24×7: What steps does healthcare need to take, both as an industry and at individual facilities, to get there?
Phillips: There are two basic strategies. The first it to pursue a “build it and they will come” strategy, whereby the goal is to connect all data elements, while at the same time identifying and articulating the specific opportunities this connectivity engenders. This is very similar to the “Internet of Things” initiative.
The second is to start with the end objective or question in mind, and work backwards to connect the relevant systems.
24×7: Where do healthcare technology management departments fit into this picture? How can they support these efforts at their facilities?
Phillips: Healthcare technology management departments are critical to the deployment of any IT system. While the objective to install a system is typically led by a clinical or business initiative, the IT organization typically leads the procurement, implementation, and support processes.
However, what we see as an emerging trend is that unlike IT organizations of old, the IT department is becoming a mix of IT and biomed. This transformation is aligned with our product strategy as well.

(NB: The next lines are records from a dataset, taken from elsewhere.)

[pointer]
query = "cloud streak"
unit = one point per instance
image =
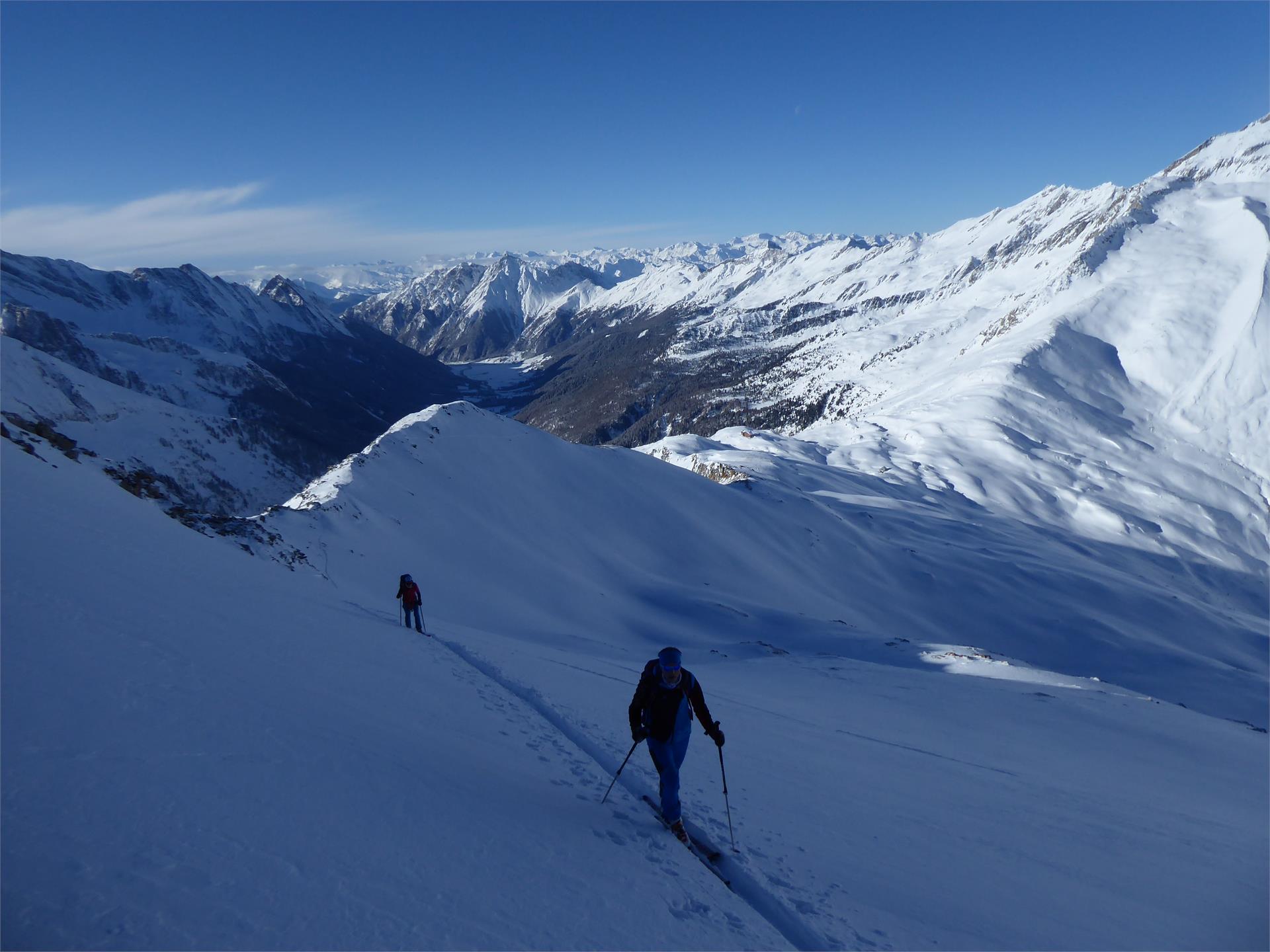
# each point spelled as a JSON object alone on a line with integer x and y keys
{"x": 226, "y": 227}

Early on, we worked almost exclusively with the biomed team as we were installing terminal servers in patient rooms. These were devices that would physically connect to the medical device and aggregate data within a centralized server.

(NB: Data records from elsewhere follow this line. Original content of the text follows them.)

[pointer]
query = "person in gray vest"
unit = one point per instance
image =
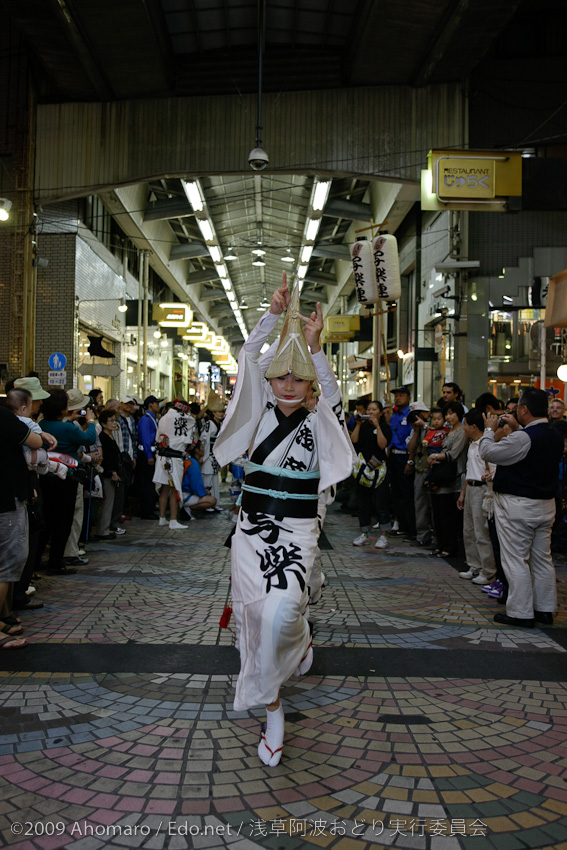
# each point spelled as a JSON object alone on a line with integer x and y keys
{"x": 524, "y": 486}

As deployments became more complex and we had to manage user authentication, patient identification, and device association at the beside, we deployed a clinical mobile computer we termed the Capsule Neuron. To manage the integration to the additional systems (ADT and active directory) to power our system, IT became our primary audience.
Fast forwarding to today, we recently consolidated the technology of a vital signs monitor, charting application, early warning scoring system, and connectivity into a single device, our SmartLinx Vitals Plus product. Such a hybrid device requires a hybrid IT/biomed person to support and work with it.

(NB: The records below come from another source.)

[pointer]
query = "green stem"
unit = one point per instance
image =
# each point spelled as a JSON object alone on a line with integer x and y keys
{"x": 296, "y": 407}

I believe that in the future, hospitals will need to integrate clinical informatics, clinical engineers, and data analysts into a single department to fill the clinical and operational roles in hospitals.
24×7: Do you have any recommendations for best practices biomeds should be following?
Phillips: Biomeds should be looking for opportunities to leverage the data that they know is being underutilized. Their challenge will be taking a larger view of organizational needs when doing so. There are a number of opportunities to improve workflows and visibility within their department. However, the maximum value to the organization will be achieved when clinical engineers use their detailed knowledge of the data they are most familiar with in a way that aids caregivers in improving clinical workflows and patient outcomes.
24×7: How did you get to where you are?
Phillips: My role at Capsule (now a Qualcomm Life company) is fortuitous in many ways. While I started out through training and working in a biochemistry lab, I knew I wanted to get closer to technology and the building of new products. After moving to a few medical device startups and making my way through business school, I had the opportunity to join the business development team at Capsule in 2009. From my interactions with our closest partners, I quickly came to understand the problems hospitals and our medical device and information system partners were facing, which gave me a great opportunity to lead the product team starting in 2013.